The first step to diagnosis is the evaluation of the patient’s medical history and a thorough clinical examination. However, when a swelling, a lump or pain is present, imaging tests are important to assist with diagnosis and staging. Imaging processes create detailed images of limb tissues and internal organs.
There are different types of medical imaging methods:
- Bone x-rays determine any damage to the bone, new bone growth or fractures
- Magnetic resonance imaging (MRI): MRI is the standard imaging modality. It creates images of the affected bone and also tissues surrounding it allowing doctors to assess whether the disease has spread to other locations in the body. MRI is especially helpful in imaging of the extremities, pelvis, and trunk.
- Computed tomography (CT) can be used to make bone damage as well as lesions in other parts of the body (e.g. lungs or other organs) visible.

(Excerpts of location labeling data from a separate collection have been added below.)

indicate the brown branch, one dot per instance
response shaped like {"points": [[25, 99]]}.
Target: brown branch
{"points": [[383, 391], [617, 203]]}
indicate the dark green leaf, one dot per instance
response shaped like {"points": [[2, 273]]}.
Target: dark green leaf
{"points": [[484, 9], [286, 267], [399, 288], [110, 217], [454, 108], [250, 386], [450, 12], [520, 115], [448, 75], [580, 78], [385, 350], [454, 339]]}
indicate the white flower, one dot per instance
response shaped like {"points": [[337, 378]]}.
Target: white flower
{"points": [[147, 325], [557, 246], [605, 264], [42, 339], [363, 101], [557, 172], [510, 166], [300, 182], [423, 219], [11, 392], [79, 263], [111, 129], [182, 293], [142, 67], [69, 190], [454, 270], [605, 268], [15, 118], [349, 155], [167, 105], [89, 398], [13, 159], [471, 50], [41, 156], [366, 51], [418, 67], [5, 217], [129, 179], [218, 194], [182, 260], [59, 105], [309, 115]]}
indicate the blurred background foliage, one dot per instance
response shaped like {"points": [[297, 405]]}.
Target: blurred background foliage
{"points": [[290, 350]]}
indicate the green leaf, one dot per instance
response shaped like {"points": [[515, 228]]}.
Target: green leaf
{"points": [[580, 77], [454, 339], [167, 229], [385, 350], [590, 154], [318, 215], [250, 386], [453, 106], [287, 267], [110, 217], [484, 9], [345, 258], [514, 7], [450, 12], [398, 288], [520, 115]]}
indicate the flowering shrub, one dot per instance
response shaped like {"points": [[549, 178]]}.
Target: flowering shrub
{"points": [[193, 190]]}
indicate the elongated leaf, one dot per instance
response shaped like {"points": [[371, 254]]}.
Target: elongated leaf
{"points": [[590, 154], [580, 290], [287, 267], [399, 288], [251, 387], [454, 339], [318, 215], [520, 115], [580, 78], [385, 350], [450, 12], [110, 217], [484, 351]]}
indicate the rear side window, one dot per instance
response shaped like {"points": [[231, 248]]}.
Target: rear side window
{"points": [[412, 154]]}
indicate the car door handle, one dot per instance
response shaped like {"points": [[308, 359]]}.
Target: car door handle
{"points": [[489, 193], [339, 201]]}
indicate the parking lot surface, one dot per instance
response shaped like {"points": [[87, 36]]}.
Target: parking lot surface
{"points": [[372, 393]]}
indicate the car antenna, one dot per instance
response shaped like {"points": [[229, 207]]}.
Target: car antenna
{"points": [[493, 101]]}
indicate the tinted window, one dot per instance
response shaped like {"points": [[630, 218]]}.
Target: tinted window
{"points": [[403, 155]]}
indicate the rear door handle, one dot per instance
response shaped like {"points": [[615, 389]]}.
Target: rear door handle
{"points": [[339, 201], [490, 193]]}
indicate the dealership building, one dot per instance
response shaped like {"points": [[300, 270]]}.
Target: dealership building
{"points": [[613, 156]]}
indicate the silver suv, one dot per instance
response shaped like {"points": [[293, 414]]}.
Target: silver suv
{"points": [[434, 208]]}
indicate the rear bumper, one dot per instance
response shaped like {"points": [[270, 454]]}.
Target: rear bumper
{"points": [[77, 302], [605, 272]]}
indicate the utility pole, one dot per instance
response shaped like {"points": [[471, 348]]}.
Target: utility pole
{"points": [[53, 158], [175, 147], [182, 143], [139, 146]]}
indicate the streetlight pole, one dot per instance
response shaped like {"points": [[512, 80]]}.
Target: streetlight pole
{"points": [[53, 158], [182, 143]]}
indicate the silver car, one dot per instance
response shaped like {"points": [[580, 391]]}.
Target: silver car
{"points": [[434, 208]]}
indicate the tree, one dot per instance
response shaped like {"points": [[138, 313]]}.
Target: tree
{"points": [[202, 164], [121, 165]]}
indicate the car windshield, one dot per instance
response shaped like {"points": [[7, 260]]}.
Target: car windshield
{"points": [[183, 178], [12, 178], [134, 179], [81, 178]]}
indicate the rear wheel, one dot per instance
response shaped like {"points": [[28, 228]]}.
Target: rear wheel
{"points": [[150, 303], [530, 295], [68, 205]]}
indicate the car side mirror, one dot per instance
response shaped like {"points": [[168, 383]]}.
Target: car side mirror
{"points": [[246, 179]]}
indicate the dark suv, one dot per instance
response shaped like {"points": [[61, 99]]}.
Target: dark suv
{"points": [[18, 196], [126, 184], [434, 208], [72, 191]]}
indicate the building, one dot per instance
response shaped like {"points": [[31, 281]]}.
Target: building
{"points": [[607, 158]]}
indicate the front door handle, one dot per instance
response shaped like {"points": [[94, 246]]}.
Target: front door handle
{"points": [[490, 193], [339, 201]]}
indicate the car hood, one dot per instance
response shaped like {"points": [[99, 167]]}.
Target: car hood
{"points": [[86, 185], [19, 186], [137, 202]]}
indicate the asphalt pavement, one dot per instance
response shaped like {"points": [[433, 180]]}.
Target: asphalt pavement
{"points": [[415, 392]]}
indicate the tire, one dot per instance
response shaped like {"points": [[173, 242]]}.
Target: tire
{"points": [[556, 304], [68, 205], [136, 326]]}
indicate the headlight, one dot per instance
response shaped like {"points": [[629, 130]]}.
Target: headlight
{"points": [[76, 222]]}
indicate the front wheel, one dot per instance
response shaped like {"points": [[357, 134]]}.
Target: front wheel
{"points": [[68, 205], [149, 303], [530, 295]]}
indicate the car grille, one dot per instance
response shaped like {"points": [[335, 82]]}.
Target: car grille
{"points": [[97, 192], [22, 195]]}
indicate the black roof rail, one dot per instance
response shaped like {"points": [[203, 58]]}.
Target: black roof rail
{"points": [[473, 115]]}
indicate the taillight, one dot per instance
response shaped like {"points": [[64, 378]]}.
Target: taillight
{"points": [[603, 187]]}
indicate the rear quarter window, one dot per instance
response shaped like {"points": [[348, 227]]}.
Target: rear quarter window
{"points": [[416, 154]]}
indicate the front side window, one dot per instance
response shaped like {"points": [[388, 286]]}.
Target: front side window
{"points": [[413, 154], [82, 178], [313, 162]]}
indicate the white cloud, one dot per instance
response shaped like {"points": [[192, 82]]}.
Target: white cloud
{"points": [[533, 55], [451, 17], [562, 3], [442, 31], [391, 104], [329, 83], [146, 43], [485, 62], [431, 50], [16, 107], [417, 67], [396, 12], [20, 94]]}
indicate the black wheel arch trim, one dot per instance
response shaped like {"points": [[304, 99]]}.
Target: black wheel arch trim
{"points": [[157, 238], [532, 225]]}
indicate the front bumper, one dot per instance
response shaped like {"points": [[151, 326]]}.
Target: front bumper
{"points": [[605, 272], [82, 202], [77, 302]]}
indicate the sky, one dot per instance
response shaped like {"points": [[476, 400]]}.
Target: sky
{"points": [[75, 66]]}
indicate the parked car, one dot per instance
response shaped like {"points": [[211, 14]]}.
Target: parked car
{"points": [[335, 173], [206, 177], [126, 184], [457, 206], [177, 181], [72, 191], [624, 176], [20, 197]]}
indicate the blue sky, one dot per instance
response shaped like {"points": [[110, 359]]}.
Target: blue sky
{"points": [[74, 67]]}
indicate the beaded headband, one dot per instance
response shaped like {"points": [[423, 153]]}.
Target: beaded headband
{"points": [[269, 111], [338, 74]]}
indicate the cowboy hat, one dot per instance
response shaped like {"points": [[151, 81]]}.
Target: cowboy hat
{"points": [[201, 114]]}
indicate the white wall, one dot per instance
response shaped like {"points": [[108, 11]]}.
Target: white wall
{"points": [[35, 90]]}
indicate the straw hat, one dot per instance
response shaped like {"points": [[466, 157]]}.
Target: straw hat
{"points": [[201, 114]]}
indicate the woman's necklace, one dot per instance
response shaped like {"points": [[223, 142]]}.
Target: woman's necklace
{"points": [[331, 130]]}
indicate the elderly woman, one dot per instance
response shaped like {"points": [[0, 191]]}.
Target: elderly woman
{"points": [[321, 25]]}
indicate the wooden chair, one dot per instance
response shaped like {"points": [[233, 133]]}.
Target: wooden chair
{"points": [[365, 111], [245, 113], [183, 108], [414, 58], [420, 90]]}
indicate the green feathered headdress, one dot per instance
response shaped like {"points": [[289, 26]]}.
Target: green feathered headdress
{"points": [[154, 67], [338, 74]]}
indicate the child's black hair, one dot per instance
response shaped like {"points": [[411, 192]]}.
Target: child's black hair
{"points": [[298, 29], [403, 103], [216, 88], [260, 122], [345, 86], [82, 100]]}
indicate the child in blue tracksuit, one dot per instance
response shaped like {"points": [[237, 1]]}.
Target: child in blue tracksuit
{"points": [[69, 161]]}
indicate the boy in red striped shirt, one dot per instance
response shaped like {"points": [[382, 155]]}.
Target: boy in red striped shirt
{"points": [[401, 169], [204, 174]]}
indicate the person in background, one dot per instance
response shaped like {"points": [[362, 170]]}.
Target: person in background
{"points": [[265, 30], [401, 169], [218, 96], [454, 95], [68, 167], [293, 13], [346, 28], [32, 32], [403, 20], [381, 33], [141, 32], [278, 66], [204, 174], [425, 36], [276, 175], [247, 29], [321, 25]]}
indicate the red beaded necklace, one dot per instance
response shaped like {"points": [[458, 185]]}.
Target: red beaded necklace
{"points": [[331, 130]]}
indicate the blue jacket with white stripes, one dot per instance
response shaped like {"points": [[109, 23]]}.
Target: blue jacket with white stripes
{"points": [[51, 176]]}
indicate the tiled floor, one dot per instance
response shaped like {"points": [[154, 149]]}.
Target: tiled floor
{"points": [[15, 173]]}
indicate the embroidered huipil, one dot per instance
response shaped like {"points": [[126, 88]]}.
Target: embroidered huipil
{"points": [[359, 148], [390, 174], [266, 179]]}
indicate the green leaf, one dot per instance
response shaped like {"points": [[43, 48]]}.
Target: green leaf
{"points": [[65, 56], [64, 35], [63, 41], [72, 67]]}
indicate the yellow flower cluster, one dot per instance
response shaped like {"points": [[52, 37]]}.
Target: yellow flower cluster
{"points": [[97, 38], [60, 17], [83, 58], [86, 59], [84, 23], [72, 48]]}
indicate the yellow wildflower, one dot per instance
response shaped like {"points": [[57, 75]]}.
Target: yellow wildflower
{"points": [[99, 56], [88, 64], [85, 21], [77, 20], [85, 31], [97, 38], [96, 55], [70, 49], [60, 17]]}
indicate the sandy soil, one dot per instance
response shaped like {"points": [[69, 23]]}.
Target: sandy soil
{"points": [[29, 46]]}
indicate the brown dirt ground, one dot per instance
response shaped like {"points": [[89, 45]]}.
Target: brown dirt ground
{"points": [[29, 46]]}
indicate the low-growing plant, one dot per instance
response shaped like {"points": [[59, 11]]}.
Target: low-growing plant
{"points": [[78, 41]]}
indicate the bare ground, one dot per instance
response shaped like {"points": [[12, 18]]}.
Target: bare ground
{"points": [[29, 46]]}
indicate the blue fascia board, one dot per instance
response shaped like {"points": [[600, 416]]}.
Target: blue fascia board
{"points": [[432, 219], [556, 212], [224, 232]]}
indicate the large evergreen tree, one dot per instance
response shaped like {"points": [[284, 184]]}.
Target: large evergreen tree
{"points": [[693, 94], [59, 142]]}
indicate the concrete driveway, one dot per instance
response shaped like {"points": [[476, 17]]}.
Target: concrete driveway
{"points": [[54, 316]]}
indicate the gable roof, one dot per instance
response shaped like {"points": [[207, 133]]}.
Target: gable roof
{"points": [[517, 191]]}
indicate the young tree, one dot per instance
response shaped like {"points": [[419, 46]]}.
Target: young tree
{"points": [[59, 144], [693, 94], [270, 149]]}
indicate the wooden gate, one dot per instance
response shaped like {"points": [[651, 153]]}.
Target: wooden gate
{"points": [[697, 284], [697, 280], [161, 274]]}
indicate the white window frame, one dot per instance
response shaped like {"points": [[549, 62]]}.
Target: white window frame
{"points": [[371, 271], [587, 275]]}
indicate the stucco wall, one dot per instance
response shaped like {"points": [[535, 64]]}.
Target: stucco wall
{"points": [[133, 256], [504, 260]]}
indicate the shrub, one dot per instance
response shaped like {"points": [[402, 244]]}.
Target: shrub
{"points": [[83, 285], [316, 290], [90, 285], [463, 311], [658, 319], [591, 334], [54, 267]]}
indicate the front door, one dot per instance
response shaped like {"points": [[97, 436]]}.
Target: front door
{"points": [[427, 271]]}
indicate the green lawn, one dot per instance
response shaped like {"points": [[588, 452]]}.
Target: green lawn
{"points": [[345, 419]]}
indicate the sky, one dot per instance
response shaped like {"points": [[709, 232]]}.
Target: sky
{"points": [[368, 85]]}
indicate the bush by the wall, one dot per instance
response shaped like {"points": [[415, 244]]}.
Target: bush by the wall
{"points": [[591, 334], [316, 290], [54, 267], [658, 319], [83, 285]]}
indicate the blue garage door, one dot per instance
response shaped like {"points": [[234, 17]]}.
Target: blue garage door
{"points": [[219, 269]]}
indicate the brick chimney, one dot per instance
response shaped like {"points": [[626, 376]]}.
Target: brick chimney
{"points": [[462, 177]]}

- Positron emission tomography (PET) is also an effective imaging modality to determine whether the cancer has spread to other organs. It can also be used to evaluate the effect of a therapy on the tumour.
- Radionuclide bone scans help show if a cancer has spread to other bones. It can find metastases earlier than regular x-rays. Bone scans also can show how much damage the primary cancer has caused in the bone.
The results of the imaging process are important for further therapy planning.
Additional blood tests can help find bone cancer and might reveal further information about the specific type. In patients with osteosarcoma or Ewing sarcoma, certain enzyme levels (alkaline phosphatase or lactate dehydrogenase) might be elevated in the blood.